Federated Capital corp. v Libby; Federated Capital Cop v Chapa

Federated sued Libby and Chapa seeking to collect monies owed under accredit card agreements. The agreements had choice of law and choice of forum clauses adopting Utah law and Utah courts. The district court granted summary judgment to Libby and Chapa ruling Pennsylvania’s statute of limitations applied under Utah’s borrowing statute and the suits were time barred. The Court, with two justices concurring, affirmed. The majority held that the parties’ agreement adopted all of Utah’s substantive law including the borrowing statute, 78B-2-103, and thus the four year limitations period in Pennsylvania law was adopted through 103 as oath’s period as well. The majority noted this gave Federated all that was bargained for with the choice of law provision and avoided awarding it more than was bargained for. The majority also held that the Pennsylvania period applied because Federated did not challenge the district court’s ruling that the cause of action arose in Pennsylvania and it is irrelevant that suit in Pennsylvania would be barred for other reasons if it is bared by the four year period, the lack of forum shopping here does not change that rule and here the case is barred as Libby and Chapa defaulted just short of six years before suit was field.

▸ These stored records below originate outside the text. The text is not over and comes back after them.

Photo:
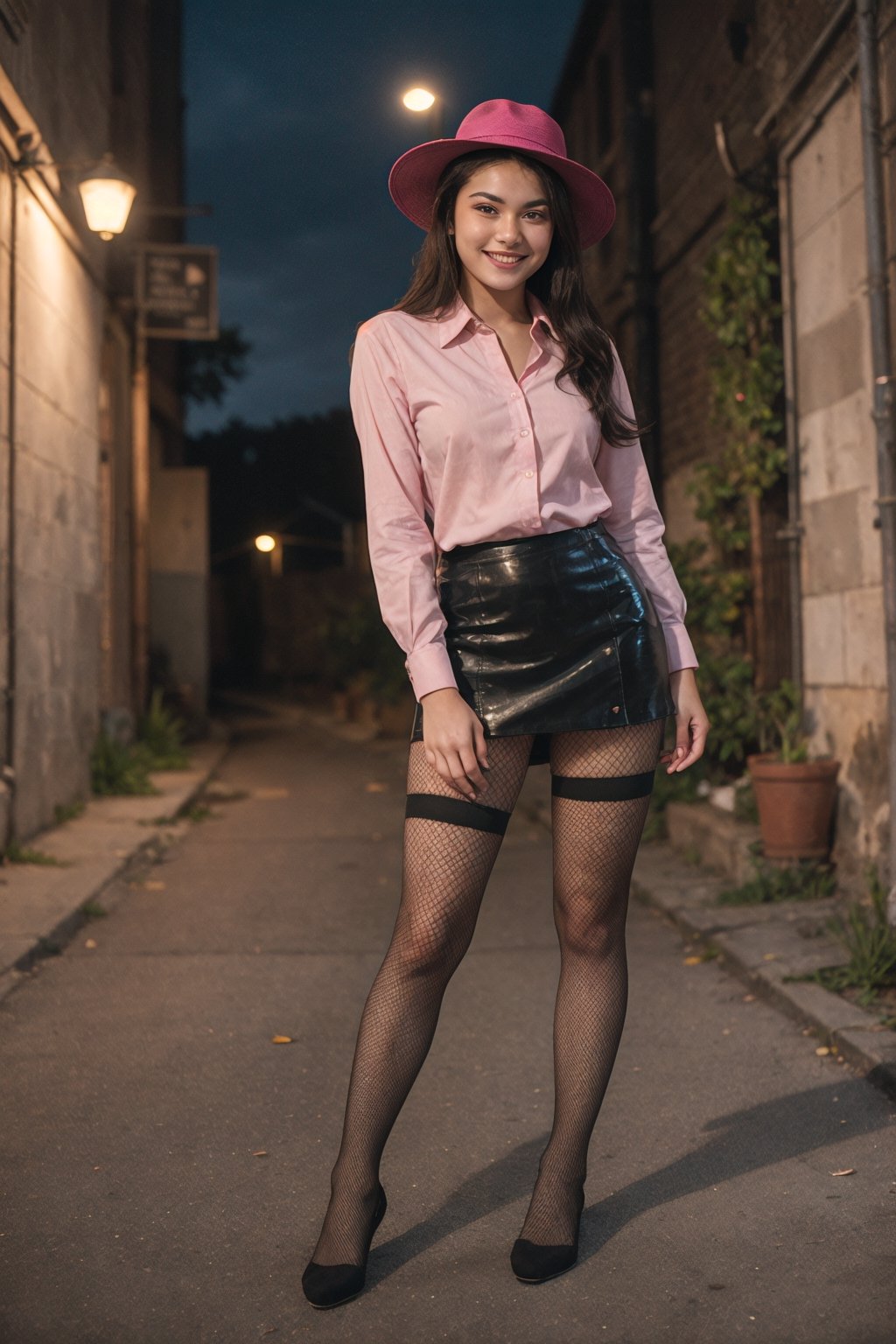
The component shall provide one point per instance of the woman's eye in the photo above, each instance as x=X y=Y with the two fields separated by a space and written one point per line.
x=535 y=214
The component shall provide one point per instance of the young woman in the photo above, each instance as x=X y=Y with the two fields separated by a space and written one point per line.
x=517 y=553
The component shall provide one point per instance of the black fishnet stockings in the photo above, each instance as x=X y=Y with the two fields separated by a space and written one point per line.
x=594 y=850
x=444 y=872
x=446 y=867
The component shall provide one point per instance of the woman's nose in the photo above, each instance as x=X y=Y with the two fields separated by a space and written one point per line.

The majority held that Libby and Chapa were entitled to attorney fees both at the district court level and on appeal as they prevailed and the reciprocal fee statute entitled them to fees. The concurrence noted its agreement with the majority opinion and analysis, but noted the appeal hinged on federated conceding the cause of action arose in Pennsylvania and thus the decision here does not control the question of where a case arises.